Apple has given its Chinese users notifications about the Feb 28 switchover to the Chinese data center. Source: Shutterstock

Apple joins in with Business Chat

APPLE HAS joined rivals Facebook and Google in opening a new conduit through which businesses can communicate directly with prospective and existing customers by means of a new version of its messaging service.

WhatsApp Business and Facebook Messenger already allow variations of their own on this type of functionality. Apple announced the beta of its own feature which will launch in the Spring, in a statement on Wednesday.

“Business Chat is a new way for users to communicate directly with businesses right within Messages,” Apple said in a statement.

Announced last year at Apple’s Worldwide Developer Conference, the feature will debut with the several businesses already on board, including Discover, Hilton, and Wells Fargo.

“With Business Chat it’s easy to have a conversation with a service representative, schedule an appointment or make purchases using Apple Pay in the Messages app,” Apple said. The user’s contact information is kept private from the business and opt-outs from chats are available to the user, Apple claimed.

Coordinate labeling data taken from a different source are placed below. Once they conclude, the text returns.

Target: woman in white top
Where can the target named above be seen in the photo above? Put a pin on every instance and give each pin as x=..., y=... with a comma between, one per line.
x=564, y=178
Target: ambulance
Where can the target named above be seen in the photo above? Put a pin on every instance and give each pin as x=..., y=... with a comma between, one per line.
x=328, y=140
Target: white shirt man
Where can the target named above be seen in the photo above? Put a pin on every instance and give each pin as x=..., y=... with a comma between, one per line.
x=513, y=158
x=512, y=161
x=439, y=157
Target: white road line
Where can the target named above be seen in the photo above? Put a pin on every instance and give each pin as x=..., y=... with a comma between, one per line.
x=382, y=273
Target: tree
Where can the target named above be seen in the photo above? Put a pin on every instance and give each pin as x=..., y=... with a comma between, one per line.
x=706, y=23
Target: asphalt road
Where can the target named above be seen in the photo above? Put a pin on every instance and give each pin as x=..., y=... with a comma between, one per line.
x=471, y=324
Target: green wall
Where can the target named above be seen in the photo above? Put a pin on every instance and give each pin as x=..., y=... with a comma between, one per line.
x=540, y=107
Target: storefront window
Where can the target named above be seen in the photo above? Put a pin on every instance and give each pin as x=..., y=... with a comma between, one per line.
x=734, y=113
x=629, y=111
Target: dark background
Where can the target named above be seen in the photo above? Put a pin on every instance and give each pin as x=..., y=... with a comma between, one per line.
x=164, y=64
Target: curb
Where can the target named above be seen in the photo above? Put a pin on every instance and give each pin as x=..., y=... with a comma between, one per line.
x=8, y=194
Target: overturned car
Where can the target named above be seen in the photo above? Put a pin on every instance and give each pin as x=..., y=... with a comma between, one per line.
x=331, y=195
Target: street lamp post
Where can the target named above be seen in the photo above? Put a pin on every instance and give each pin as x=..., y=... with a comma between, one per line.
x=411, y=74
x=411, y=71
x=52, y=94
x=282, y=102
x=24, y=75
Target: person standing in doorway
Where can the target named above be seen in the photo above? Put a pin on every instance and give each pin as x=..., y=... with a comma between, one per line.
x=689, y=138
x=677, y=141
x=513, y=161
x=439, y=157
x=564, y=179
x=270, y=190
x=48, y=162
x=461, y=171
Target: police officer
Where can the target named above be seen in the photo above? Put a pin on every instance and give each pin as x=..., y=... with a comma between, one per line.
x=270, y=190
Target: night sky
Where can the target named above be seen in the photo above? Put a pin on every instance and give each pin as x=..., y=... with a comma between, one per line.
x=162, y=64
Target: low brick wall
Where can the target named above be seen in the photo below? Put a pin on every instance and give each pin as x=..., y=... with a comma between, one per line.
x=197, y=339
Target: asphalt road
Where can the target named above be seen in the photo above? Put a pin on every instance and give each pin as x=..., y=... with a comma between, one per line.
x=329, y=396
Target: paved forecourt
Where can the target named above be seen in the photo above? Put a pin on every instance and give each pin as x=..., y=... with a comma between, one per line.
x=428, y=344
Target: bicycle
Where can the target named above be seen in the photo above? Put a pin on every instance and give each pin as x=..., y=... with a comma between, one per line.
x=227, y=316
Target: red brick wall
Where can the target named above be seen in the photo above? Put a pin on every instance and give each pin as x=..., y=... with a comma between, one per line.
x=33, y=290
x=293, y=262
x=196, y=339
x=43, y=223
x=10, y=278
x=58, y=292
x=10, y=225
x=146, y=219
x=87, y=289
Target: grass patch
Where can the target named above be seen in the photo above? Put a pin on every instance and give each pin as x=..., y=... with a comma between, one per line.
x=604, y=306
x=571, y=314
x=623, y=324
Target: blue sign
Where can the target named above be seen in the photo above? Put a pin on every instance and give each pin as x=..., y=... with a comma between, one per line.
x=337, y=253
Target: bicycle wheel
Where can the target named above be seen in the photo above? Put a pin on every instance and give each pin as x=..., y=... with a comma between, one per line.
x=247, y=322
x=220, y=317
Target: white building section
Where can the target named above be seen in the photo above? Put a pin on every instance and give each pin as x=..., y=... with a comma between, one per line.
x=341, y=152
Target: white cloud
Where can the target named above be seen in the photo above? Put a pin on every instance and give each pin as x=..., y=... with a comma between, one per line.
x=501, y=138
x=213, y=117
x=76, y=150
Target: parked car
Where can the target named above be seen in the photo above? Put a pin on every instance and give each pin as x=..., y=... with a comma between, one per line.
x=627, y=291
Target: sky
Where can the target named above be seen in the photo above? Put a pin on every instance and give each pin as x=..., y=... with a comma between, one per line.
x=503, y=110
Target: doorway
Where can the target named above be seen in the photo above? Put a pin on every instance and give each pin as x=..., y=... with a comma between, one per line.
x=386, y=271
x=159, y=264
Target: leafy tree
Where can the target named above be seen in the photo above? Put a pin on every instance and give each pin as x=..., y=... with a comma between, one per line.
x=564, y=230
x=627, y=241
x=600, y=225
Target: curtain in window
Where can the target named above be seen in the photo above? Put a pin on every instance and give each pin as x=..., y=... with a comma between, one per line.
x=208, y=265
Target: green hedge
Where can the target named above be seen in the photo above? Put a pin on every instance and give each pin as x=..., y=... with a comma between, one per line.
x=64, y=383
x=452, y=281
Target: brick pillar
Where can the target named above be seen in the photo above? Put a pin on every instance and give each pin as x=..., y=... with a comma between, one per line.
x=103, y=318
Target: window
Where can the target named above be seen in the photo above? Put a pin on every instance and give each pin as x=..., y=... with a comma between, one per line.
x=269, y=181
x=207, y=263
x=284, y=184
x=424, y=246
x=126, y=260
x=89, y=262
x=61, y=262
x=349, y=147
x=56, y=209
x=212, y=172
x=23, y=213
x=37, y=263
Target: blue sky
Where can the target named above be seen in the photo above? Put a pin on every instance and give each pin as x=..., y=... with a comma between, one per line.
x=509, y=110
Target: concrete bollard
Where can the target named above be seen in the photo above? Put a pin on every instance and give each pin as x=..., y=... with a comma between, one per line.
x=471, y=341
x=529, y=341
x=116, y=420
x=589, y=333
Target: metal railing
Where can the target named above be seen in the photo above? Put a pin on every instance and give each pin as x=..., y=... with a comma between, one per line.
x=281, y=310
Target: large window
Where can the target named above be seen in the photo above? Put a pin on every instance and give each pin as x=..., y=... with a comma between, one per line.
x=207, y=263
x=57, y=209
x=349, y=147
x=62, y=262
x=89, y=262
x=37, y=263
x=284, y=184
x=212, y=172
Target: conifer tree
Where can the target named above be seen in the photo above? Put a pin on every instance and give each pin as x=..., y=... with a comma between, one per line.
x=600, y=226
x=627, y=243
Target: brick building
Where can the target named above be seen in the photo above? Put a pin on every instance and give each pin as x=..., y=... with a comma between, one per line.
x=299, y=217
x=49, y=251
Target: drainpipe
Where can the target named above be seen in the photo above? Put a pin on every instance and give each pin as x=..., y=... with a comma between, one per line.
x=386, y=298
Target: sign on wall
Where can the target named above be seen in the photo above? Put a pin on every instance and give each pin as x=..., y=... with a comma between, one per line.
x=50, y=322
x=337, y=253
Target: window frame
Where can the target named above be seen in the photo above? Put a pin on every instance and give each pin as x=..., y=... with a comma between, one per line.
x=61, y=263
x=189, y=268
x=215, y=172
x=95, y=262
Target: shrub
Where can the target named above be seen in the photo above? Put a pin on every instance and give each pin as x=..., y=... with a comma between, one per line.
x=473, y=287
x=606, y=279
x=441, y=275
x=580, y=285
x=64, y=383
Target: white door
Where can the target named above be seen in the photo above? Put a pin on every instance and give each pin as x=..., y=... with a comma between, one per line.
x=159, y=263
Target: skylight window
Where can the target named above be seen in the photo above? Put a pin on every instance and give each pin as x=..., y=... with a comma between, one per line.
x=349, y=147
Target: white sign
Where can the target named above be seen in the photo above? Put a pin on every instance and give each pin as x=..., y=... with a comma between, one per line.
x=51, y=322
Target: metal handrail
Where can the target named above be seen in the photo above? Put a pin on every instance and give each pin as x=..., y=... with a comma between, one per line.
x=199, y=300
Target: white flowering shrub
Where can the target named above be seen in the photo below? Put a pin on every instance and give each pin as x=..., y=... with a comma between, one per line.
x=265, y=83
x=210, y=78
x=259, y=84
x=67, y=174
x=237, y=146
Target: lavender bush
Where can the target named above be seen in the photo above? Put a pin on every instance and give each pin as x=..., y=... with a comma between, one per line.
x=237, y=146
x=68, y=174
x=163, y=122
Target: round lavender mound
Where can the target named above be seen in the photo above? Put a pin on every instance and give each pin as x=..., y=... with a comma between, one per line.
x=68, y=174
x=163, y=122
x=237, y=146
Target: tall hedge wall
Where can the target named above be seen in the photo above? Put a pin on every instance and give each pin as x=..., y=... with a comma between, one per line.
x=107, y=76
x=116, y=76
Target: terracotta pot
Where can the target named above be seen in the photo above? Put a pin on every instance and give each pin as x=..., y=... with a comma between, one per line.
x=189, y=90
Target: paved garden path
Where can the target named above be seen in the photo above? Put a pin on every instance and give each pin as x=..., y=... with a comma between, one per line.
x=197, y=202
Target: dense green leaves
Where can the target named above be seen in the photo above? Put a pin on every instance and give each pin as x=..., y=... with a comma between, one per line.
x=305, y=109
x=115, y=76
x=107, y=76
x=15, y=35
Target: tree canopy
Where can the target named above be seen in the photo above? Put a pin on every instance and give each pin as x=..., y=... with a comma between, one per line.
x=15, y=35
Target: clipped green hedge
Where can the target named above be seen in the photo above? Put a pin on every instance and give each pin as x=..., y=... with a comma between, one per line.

Businesses are always looking for new routes to their customers and potential targets, and Apple’s offering will offer another string to their bow, alongside, for instance, Messenger, which was used to connect small businesses to over 330 million people in 2017.

Facebook, in particular, has been effective at connecting its user base to local and international businesses. In India, for example, 42 percent of users are connected to at least one small business overseas, and 65 percent are connected to a domestic concern.

Apple’s website is now open for developers to register their interest in the service ready for its roll-out in the iOS 11.3 beta release. Apps can be built which integrate Safari, Calendar, Apple Pay, predictive text input – in fact, the whole Apple walled garden.

A majority of consumers said they would rather message a business than call customer service according to a study by Nielsen, which also found that messaging is increasingly going to be the B2C channel of choice in the future.

In the Cupertino giant’s favor is the fact that its massive iPhone user base already has the Message app, which comes bundled as part of iOS, and cannot easily be deleted.

Working against Apple is that it is coming late to this market. Twitter is a popular place to either bemoan service or extol a business’s virtues, and the Tencent/Alibaba eco-system is well known to be all-encompassing. But, of course, coming late to an existing product or service and doing it rather well is what Apple has a measurably good track record for.